Nel suo romanzo dedicato all’uomo che alcuni hanno definito “il Rasputin di Putin”, da Empoli ha ucciso il genere. Il lettore non deve fare congetture. Ad eccezione dell’eroe, Vadim Baranov, tutti i protagonisti portano i loro veri nomi, compreso Vladimir Putin. Da Empoli descrive anche eventi reali, romanzandoli e alterando la cronologia in cui si sono verificati. Non è un pioniere quando si tratta di questo approccio, anzi, segue la tendenza imposta da biopic recenti come The Crown. Resta comunque il problema di come interpretare il romanzo.
La premessa
Il protagonista principale, Vadim Baranov, è ispirato a Vladislav Surkov, ex ideologo del Cremlino, spin doctor, consigliere presidenziale ed éminence grise. La vita del vero Surkov fornisce certamente un ricco materiale per la narrativa. Prima di entrare in politica, è stato, a più riprese, un abbandono seriale del college, uno scrittore di testi per gruppi rock, una guardia del corpo e un responsabile delle pubbliche relazioni. Dopo essere stato spinto al vertice dello Stato russo, è diventato un precursore di avventurieri politici come Steve Bannon e Dominic Cummings.
Arguto dilettante e cinico provocatore, Surkov ha notoriamente coniato il concetto di “democrazia sovrana”, un eufemismo per indicare il carattere sempre più autoritario del governo di Putin. Si posizionò come intellettuale e scrisse due romanzi – a differenza di da Empoli con uno pseudonimo. A Surkov piaceva frequentare pop star e altre celebrità culturali. Ma il suo tentativo di controllare le classi creative della Russia offrendo loro un accordo – “lasciate a noi la politica e potrete fare quello che volete” – si è concluso con le proteste anti-Putin del 2011.
Dal 2013 in poi, Surkov si è occupato della “questione ucraina”. Nel 2019, ha convinto Putin che Volodymyr Zelenskyy, l’inesperto presidente dell’Ucraina, si sarebbe piegato. Ma l’incontro tra Putin e Zelenskyy a Parigi nel dicembre 2019 è stato un fallimento monumentale. Con sorpresa dei russi, il presidente ucraino si è rifiutato di cedere terreno nei negoziati sulla sovranità del suo Paese. Nel 2020, Surkov è stato esiliato dall’Olimpo russo e avrebbe trascorso un periodo agli arresti domiciliari. L’onnipotente stregone del Cremlino non si era dimostrato più consistente del Mago di Oz.
Il Baranov immaginario non è della stessa classe dello scaltro e cinico manipolatore Surkov, e la trama del romanzo di da Empoli non è lontanamente convincente. Un intellettuale francese in visita a Mosca per una ricerca sulla letteratura russa risponde a un tweet spiritoso postato da qualcuno che usa uno pseudonimo. Nella sua risposta, il francese cita il classico romanzo distopico Noi di Yevgeny Zamyatin. Il misterioso proprietario dell’account Twitter, che si rivela essere Baranov, è talmente sorpreso che un occidentale legga Zamyatin da invitarlo a casa sua.

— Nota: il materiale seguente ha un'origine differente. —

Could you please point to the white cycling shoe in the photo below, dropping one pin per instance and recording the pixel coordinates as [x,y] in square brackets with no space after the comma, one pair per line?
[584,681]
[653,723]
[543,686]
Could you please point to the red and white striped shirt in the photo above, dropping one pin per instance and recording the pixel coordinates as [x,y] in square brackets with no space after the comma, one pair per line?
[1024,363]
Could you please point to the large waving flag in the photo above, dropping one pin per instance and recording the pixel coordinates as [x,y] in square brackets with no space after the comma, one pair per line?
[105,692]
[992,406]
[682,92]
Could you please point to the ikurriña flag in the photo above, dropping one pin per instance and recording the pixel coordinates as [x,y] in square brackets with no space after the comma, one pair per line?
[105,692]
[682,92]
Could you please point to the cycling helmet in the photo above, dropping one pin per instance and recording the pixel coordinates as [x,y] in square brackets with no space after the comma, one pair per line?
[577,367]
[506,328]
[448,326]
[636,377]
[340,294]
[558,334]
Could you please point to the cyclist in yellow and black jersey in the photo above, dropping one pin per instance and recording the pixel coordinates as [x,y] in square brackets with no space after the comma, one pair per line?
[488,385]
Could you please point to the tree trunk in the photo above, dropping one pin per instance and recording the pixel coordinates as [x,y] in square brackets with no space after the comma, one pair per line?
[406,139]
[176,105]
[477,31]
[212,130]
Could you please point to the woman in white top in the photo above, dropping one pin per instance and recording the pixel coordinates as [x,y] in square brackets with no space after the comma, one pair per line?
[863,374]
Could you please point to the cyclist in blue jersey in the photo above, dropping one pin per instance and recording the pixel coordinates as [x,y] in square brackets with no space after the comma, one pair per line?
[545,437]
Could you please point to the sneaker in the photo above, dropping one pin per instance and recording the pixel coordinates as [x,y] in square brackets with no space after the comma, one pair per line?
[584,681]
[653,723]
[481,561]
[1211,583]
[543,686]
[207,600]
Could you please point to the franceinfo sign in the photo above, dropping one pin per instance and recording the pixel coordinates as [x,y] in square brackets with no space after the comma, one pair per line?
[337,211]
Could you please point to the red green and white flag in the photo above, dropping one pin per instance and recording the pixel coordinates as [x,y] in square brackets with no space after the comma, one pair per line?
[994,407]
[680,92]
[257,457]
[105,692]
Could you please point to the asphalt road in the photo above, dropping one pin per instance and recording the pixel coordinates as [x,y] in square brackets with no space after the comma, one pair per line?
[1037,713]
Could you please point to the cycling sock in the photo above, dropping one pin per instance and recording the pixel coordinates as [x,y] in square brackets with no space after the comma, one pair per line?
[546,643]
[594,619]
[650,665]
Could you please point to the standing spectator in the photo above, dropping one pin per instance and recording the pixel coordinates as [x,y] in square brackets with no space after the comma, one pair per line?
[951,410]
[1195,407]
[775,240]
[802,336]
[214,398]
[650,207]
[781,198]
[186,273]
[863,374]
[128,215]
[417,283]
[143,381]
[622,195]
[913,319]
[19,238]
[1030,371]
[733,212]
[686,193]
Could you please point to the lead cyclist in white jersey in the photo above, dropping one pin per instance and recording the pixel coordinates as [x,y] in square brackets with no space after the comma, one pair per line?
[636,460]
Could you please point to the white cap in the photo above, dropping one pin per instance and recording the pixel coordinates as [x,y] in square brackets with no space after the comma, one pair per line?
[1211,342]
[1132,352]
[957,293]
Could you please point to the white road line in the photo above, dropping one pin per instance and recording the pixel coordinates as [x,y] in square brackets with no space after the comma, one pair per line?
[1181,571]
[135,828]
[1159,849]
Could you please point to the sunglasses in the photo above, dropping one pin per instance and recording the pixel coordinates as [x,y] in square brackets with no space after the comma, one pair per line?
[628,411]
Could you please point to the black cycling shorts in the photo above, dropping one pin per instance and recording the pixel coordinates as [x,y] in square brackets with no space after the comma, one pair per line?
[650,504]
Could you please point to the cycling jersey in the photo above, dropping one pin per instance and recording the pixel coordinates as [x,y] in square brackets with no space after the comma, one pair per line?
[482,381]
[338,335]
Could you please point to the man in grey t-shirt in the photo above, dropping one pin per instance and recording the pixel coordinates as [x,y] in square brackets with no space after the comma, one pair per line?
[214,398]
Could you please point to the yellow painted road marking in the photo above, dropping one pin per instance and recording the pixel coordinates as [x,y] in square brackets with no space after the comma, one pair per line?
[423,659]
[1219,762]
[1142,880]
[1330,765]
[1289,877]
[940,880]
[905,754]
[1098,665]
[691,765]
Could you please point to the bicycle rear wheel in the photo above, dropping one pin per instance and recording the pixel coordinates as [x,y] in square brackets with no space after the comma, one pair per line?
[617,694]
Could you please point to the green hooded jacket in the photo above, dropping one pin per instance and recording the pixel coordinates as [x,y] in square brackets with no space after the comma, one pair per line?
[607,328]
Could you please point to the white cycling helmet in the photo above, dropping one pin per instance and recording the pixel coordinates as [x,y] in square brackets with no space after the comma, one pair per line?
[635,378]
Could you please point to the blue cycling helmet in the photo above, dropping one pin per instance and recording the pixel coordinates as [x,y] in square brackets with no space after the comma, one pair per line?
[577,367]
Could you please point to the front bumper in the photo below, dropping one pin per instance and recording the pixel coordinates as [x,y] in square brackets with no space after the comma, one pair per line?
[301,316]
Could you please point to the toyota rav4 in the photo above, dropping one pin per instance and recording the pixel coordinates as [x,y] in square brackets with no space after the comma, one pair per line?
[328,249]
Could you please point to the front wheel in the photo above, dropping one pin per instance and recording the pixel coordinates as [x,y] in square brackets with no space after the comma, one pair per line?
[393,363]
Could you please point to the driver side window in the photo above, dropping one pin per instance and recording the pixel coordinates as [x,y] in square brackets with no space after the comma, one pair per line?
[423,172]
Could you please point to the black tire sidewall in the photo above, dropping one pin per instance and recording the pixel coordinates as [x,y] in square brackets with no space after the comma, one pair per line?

Un’auto con autista porta lo studioso di letteratura nella sfarzosa villa di Baranov. Dopo una breve conversazione su Zamyatin, l’ostracizzato mago del Cremlino decide di confessare i suoi peccati all’ospite casuale. Il de profundis di Baranov copre gran parte della sua vita, dall’infanzia fino alla sua fine politica. L’autobiografia, del tutto fantastica, include il resoconto di una relazione continua, ma difficile, con la moglie immaginaria dell’oligarca reale Mikhail Khodorkovsky. La parte centrale della confessione, tuttavia, è una rappresentazione romanzata dei punti di riferimento della presidenza di Putin, dall’inizio nel 2000 fino alla guerra nel Donbas nel 2014.
Diventare Baranov
La conoscenza imperfetta della realtà russa da parte di Da Empoli si combina con uno zelo esotizzante. Si tratta di un vero e proprio erede della tradizione degli scritti “orientalisti” francesi sulla Russia nati nel XIX secolo: si pensi, ad esempio, alle Impressions de voyage di Alexandre Dumas: En Russie. Da Empoli condivide con Dumas la passione per la couleur locale, che si traduce in alcuni errori particolari.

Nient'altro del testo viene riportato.